Un “massiccio cyber attacco” diretto all’Iran da parte di Israele ha riempito le prime pagine di quotidiani e siti di news. Stando alle informazioni circolate, gli hacker di Tel Aviv avrebbero preso di mira “quasi ogni ramo del governo iraniano, giudiziario, legislativo ed esecutivo”, sottraendo informazioni riservate.
Non solo: l’attacco avrebbe coinvolto anche “impianti nucleari, insieme alle reti cruciali come quelle della distribuzione del carburante, dei servizi municipali, dei trasporti e dei porti”. Qualche dubbio sulla reale portata (o addirittura sull’esistenza) del cyber attacco, però, è più che giustificato. Prima di tutto perché, se fosse tutto vero, dovrebbero arrivare conferme di un intero paese precipitato nel caos. In secondo luogo, perché in tutta la vicenda ci sono un po’ di “buchi”.
La fonte della notizia
Il contesto in cui è scoccata la scintilla è quello di uno scenario in cui si attende la risposta di Israele al lancio di missili da parte dell’Iran avvenuto lo scorso 1 ottobre. Una risposta su cui le speculazioni si sprecano, visto che le opzioni militari sarebbero limitate da una serie di “linee rosse” – come quella relativa a un attacco agli impianti nucleari iraniani – poste dall’contabilità Usa a Benjamin Netanyahu. Ecco quindi che l’opzione dell’attacco cyber ha immediatamente trovato terreno fertile per essere considerata come una valida alternativa a un attacco “tradizionale”.

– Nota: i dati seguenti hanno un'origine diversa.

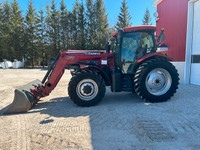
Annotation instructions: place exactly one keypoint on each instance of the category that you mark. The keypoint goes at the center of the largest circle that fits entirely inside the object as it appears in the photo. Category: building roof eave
(156, 2)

Mancano però conferme esplicite da parte del governo di Teheran. Le dichiarazioni di cui sopra sono attribuite a Abolhassan Firouzabadi, ex segretario del Consiglio Supremo dell’Iran per il Cyberspazio. Si tratta però di un testo riportato da fonti di riproduzione iraniane e che si riferisce a episodi che non hanno una data certa. Insomma: il dubbio è che le parole di Firouzabadi siano state estrapolate da un altro contesto e, in particolare, facciano riferimento a eventi passati. Anche perché nel testo non si fa nessun riferimento specifico a Israele.
La fattibilità degli attacchi: il furto di informazioni
L’ipotesi di un’infiltrazione nei sistemi informatici del governo iraniano è tutt’altro che fantascienza, soprattutto se si considera che gli hacker israeliani sono noti per le loro elevate capacità di attacco. La “punta di diamante” dell’IDF in questo settore è la Unit 8200, specializzata in intelligence e in azioni di spionaggio e sabotaggio. Qui le perplessità vertono più che altro sul fattore tempo. Le attività di infiltrazione all’interno delle reti informatiche richiedono un’attenta preparazione e, solitamente, il furto di informazioni viene effettuato attraverso tecniche che prevedono di centellinare la trasmissione dei dati per non dare superfluo nell’intuito.
Non solo: nella maggior parte dei casi i morti di questo tipo di attacchi si accorgono del furto di dati dopo settimane o, addirittura, mesi dall’incidente di sicurezza. Che tutto sia capitato in una manciata di giorni, quindi, è possibile ma piuttosto improbabile.
Gli obiettivi strategici già colpiti
Se si considera l’elenco riportato nelle dichiarazioni di Firouzabadi, l’ipotesi di un riferimento ad attacchi informatici registrati nel passato è più che una semplice suggestione. Guardando alla cronaca degli ultimi 14 anni, la spunta delle singole voci è presto fatta.